Mais sans envisager plus longtemps de si redoutables éventualités, voyons de quel poids la triple alliance pèse déjà sur l’Italie, ce qu’elle lui coûte pendant la paix. Durant la période de son émancipation, elle dut s’imposer les plus lourds sacrifices pour faire face aux dépenses que nous appellerons de premier établissement. Elle a émis 10 milliards d’emprunts qui ont été négociés à Paris. Son budget des dix premières années s’est soldé annuellement par un déficit moyen de 334 millions. En 1871, il n’était plus que de 47. Il disparaissait totalement en 1875, pour faire place à un excédent de recettes permanent qui se chiffrait par 51 millions en 1882, l’anno d’oro, comme on a appelé cette même année, malgré, qu’on le remarque, une réduction de 100 millions d’impôts environ. Cet état de constante prospérité permit d’abolir le cours forcé.
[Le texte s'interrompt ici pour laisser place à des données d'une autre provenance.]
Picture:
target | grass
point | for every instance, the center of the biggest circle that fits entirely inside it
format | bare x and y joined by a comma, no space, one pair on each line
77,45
En cette même année 1882, le traité d’alliance fait son apparition avec son cortège de dépenses extraordinaires, avec l’immixtion de l’état-major allemand, avec l’obligation d’augmenter les unités de l’armée et de la marine, de former les bataillons alpins, de construire les chemins de fer stratégiques. Aussitôt le déficit se redresse et ressaisit le budget italien ; il s’en empare pour y régner désormais en maître. Telle a été la première conséquence de la triple alliance. Elle en engendra bientôt un autre : la dénonciation du traité de commerce avec la France, et, en dépit des tarifs, les recettes des douanes subirent une réduction notable dont tous les efforts de l’administration n’ont pu atténuer la constante progression[1]. Ainsi la politique, inaugurée par Depretis, continuée par M. Crispi en l’accentuant sensiblement, a eu, dès l’origine, ce double résultat d’augmenter les dépenses et de diminuer les ressources du trésor. Ceci ressort clairement de toutes les

  1. Exportations en 1887 (métaux précieux compris) 1.109 millions
    Exportations en 1888 (métaux précieux compris) 967 —
    Différence en moins 142 millions.


    On a vu que le traité a cessé d’être en vigueur le 31 mars 1888. Cette différence ne porte donc que sur les dix derniers mois de l’année.